Pengamanan dimulai sekitar pukul 10.00 WIB saat jemaat mulai memenuhi gereja untuk mengikuti ibadah bertema “Akulah Gembala yang Baik, Gembala yang memberikan nyawanya bagi domba-dombanya” yang diambil dari Yohanes 10:11-16. Ibadah dipimpin oleh Pendeta D. Padang, S.Th, dan diikuti sekitar 150 jemaat. Selama kegiatan berlangsung, Babinsa bersama pengurus gereja terus melakukan pemantauan situasi guna memastikan seluruh rangkaian ibadah berjalan tertib, aman, dan khusyuk.
Tak hanya menjalankan tugas pengamanan, Sertu Bahtiar menunjukkan pendekatan humanis dengan menyapa dan berjabat tangan dengan jemaat yang datang maupun yang meninggalkan gereja. Sikap sederhana tersebut menciptakan suasana akrab sekaligus mempererat hubungan antara TNI dan masyarakat. Kehadiran Babinsa pun mendapat sambutan positif dari para jemaat yang merasa lebih nyaman saat menjalankan ibadah.
Kegiatan pengamanan berakhir sekitar pukul 11.35 WIB dalam keadaan aman, tertib, dan lancar tanpa adanya gangguan keamanan. Sinergi antara Babinsa dan pengurus gereja menjadi bukti bahwa kolaborasi seluruh elemen masyarakat memiliki peran penting dalam menjaga kerukunan serta menciptakan lingkungan yang damai, khususnya pada kegiatan keagamaan.
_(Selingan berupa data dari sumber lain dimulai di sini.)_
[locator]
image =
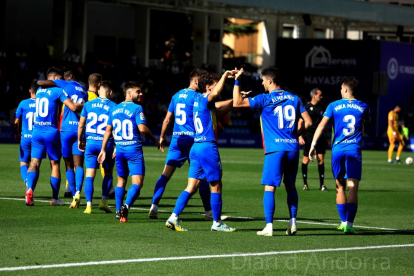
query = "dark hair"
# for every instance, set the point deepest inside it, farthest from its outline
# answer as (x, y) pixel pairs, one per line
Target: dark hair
(107, 85)
(272, 73)
(131, 84)
(352, 83)
(206, 79)
(34, 86)
(196, 73)
(94, 79)
(314, 91)
(53, 70)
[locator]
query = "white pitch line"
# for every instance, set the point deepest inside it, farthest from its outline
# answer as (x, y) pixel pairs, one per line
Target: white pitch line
(239, 217)
(204, 257)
Terpisah, Danramil 06/Kerajaan Kodim 0206/Dairi, Kapten Inf A. Siregar, mengatakan bahwa pengamanan rumah ibadah merupakan bagian dari tugas pembinaan teritorial sekaligus bentuk komitmen TNI AD dalam memberikan rasa aman kepada seluruh masyarakat. Menurutnya, kehadiran Babinsa tidak hanya untuk menjaga situasi tetap kondusif, tetapi juga mempererat komunikasi dan silaturahmi dengan warga. “Kami ingin masyarakat merasakan bahwa Babinsa selalu hadir, bukan hanya sebagai aparat keamanan, tetapi juga sebagai sahabat yang siap memberikan rasa nyaman sehingga setiap kegiatan ibadah dapat berlangsung dengan aman, damai, dan penuh kekhusyukan,” ujarnya.